Die russische Staatsduma hat in zweiter und dritter Lesung das erste umfassende Kryptogesetz des Landes verabschiedet, offiziell „Über digitale Währung und digitale Rechte" genannt. Es fehlen noch der Föderationsrat und die Unterschrift von Wladimir Putin, doch bei 327 von 340 Stimmen in erster Lesung gilt das als Formsache der nächsten zwei Wochen.
Der Kern des Gesetzes ist simpel und trifft zugleich den Nerv des westlichen Sanktionsregimes: Russische Unternehmen dürfen künftig Außenhandelsverträge mit ausländischen Partnern in Kryptowährung abwickeln, auch mit selbst geschürften Coins. Im Inland ändert sich nichts — der Rubel bleibt einziges gesetzliches Zahlungsmittel für Waren und Dienstleistungen, Banken dürfen weiterhin nicht für Kryptozahlungen werben.
Faktisch legalisiert Moskau, was es seit Jahren im Verborgenen betrieben hat. Nach dem SWIFT-Ausschluss russischer Banken 2022 wurde Krypto zu einem der wenigen verbliebenen Kanäle für den Außenhandel — über Plattformen wie Garantex, die US-Behörden im März 2025 abschalteten, und den rubelgebundenen Stablecoin A7A5, über den nach Schätzungen von Analysten zig Milliarden Dollar an sanktionsbezogenen Zahlungsströmen liefen. Die Ironie: Im Januar 2022, Wochen vor dem Einmarsch in die Ukraine, wollte die russische Zentralbank Kryptowährungen noch komplett verbieten.
Das neue Gesetz holt diesen Graubereich unter die Aufsicht der Zentralbank. Ab dem 1. September 2026 brauchen fünf Kategorien von Marktteilnehmern — Börsen, Broker, Verwaltungsgesellschaften, Verwahrstellen und Wechselstuben — eine Lizenz, ein Mindestkapital von 15 Millionen Rubel (etwa 190.000 Dollar) und die Mitgliedschaft in einer Selbstregulierungsorganisation. Bestehende Plattformen erhalten eine Übergangsfrist bis Mitte 2027.

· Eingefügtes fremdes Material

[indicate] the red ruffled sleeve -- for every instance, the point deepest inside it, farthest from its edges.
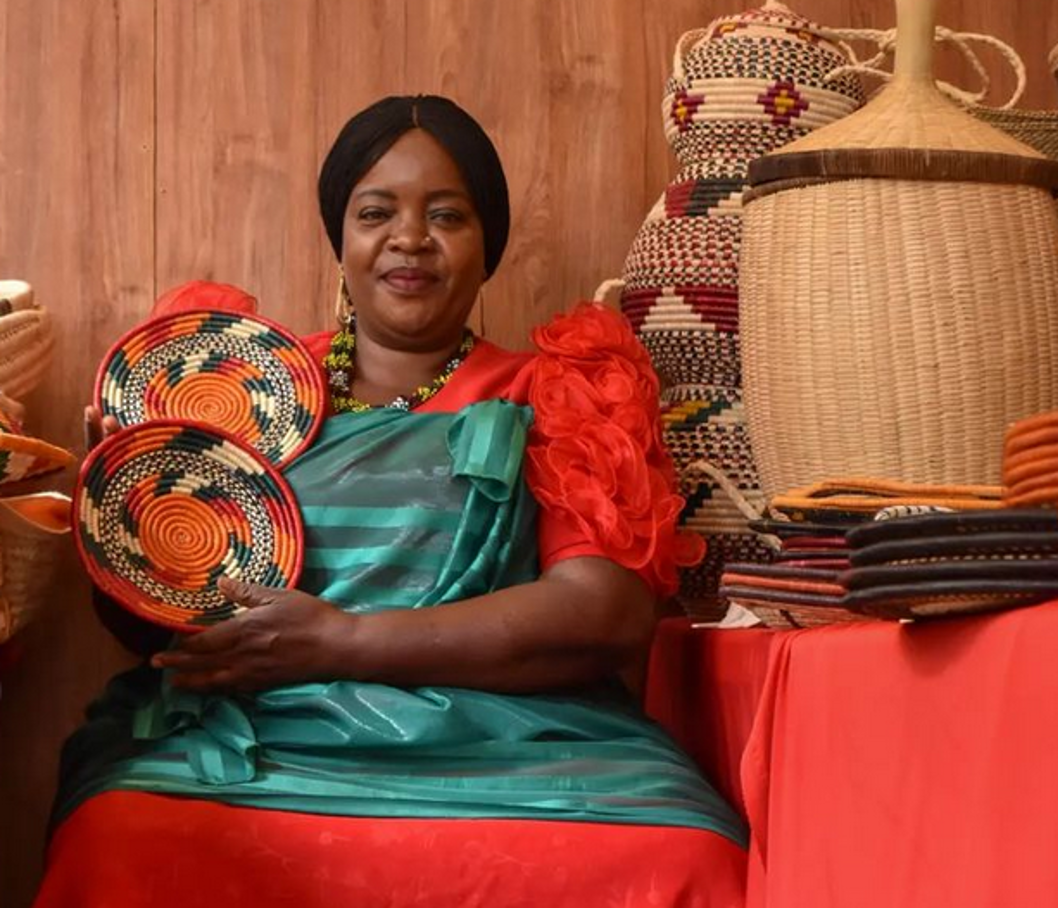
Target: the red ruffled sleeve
(596, 459)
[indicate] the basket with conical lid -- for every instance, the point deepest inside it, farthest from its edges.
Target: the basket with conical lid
(898, 288)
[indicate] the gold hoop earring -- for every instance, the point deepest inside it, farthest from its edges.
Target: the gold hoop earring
(343, 303)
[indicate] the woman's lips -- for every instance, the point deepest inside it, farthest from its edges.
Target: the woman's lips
(409, 279)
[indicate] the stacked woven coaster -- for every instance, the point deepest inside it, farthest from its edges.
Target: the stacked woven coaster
(954, 563)
(212, 404)
(972, 561)
(1031, 462)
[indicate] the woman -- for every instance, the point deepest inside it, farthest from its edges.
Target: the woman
(527, 495)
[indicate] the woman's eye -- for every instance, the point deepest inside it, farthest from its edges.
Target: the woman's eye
(448, 216)
(372, 214)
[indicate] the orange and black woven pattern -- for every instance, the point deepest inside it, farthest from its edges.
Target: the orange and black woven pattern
(241, 374)
(164, 509)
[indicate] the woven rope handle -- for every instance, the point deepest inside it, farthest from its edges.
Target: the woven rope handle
(886, 41)
(682, 44)
(746, 508)
(609, 292)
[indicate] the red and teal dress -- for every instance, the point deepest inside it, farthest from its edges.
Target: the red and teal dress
(367, 794)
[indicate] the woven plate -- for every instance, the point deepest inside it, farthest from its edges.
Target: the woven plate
(22, 457)
(242, 374)
(164, 509)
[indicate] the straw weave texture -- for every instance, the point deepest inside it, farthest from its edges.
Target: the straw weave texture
(25, 350)
(26, 565)
(895, 328)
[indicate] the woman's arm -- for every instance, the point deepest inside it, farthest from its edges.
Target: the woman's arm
(583, 619)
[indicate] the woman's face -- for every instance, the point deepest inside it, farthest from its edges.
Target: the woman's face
(413, 249)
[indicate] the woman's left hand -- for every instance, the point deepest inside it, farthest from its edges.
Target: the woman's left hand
(285, 637)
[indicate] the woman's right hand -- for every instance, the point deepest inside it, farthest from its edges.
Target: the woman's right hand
(97, 427)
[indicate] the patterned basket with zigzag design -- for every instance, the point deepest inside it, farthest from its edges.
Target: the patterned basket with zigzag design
(746, 85)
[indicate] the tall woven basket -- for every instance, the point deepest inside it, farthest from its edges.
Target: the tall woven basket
(745, 85)
(899, 288)
(32, 529)
(25, 339)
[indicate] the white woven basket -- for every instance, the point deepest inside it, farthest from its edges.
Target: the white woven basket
(898, 310)
(25, 339)
(32, 528)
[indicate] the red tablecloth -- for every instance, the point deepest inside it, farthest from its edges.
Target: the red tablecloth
(887, 764)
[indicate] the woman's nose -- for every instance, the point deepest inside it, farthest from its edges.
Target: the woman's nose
(409, 235)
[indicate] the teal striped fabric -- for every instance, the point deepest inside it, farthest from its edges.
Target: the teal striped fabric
(402, 511)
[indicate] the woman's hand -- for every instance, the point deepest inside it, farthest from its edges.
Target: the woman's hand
(285, 637)
(97, 427)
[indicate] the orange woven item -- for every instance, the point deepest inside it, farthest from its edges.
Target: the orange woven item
(166, 508)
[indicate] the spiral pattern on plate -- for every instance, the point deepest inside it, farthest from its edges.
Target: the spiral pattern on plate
(240, 374)
(166, 508)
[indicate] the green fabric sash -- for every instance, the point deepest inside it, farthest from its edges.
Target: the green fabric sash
(466, 525)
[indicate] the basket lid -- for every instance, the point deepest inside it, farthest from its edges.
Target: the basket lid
(909, 130)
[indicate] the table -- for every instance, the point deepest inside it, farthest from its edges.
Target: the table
(879, 764)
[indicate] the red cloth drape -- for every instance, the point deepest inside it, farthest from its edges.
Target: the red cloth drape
(704, 688)
(131, 850)
(888, 764)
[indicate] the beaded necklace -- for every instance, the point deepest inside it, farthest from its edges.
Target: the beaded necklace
(340, 363)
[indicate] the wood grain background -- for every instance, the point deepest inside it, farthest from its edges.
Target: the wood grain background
(148, 142)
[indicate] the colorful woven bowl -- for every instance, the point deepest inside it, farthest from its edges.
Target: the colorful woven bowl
(164, 509)
(22, 457)
(241, 374)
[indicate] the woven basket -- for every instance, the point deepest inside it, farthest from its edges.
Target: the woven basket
(32, 528)
(899, 288)
(1038, 128)
(747, 84)
(25, 339)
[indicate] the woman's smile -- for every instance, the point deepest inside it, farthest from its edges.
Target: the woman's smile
(409, 280)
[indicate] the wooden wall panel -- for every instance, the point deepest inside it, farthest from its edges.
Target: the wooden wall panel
(147, 142)
(76, 215)
(237, 93)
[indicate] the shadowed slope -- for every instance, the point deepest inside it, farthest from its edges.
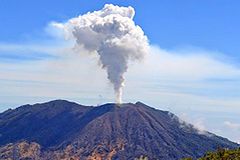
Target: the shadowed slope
(108, 131)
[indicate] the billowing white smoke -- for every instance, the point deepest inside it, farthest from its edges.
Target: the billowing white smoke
(112, 34)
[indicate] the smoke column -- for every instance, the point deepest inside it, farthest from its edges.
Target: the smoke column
(112, 34)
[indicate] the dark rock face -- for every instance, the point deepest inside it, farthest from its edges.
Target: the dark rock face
(63, 130)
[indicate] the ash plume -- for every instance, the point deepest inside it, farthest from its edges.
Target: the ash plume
(112, 34)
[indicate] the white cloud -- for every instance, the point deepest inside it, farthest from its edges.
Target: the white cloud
(232, 125)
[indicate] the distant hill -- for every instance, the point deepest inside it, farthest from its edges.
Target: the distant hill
(63, 130)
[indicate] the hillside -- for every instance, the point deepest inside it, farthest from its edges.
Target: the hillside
(62, 130)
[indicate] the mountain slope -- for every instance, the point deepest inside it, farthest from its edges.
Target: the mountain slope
(61, 129)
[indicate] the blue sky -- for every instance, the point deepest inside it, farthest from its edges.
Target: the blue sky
(193, 69)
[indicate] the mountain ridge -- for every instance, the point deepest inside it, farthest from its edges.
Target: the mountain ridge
(118, 131)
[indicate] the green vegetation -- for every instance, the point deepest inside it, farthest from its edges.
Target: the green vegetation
(220, 154)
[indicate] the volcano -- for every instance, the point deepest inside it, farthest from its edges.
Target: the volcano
(65, 130)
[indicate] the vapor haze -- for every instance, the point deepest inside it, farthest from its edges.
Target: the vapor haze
(111, 34)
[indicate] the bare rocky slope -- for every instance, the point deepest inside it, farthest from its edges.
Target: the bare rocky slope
(65, 130)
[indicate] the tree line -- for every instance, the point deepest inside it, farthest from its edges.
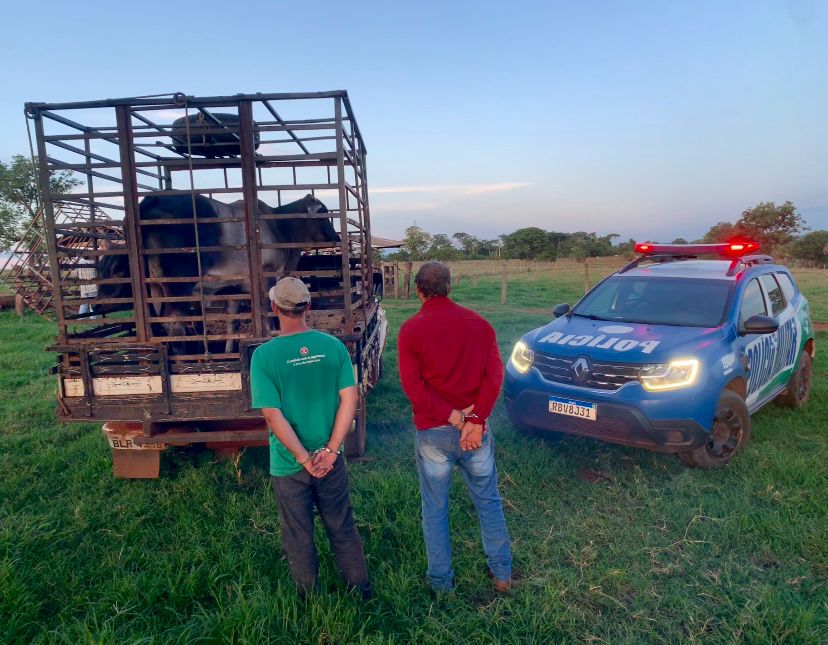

Privatanleger ohne den Status „qualifiziert" dürfen künftig über lizenzierte Vermittler bis zu 300.000 Rubel (rund 3.800 Dollar) pro Jahr in Krypto investieren, Überweisungen ins Ausland sind auf 100.000 Rubel begrenzt; qualifizierte Anleger bekommen deutlich höhere Grenzen, müssen aber zuvor einen Risikotest bestehen. Größere grenzüberschreitende Transfers werden für 48 Stunden zur Prüfung zurückgehalten. Handelbar an lizenzierten Plattformen sind nur Coins, die strenge Größenschwellen überschreiten — im Schnitt über 5 Billionen Rubel Marktkapitalisierung und über 1 Billion Rubel Tagesvolumen über zwei Jahre —, was derzeit auf Bitcoin, Ethereum und eventuell Solana hinausläuft; Privacy-Coins bleiben verboten.
Ob diese Konstruktion Russland tatsächlich hilft, Sanktionen zu umgehen, steht auf einem anderen Blatt. Die EU hatte bereits im April 2026 ein eigenes Sanktionspaket gegen russische Krypto-Infrastruktur verhängt, und formalisierte Kanäle lassen sich leichter zurückverfolgen als anonyme Wechselstuben — genau das Risiko, das ausländische Geschäftspartner normalerweise scheuen.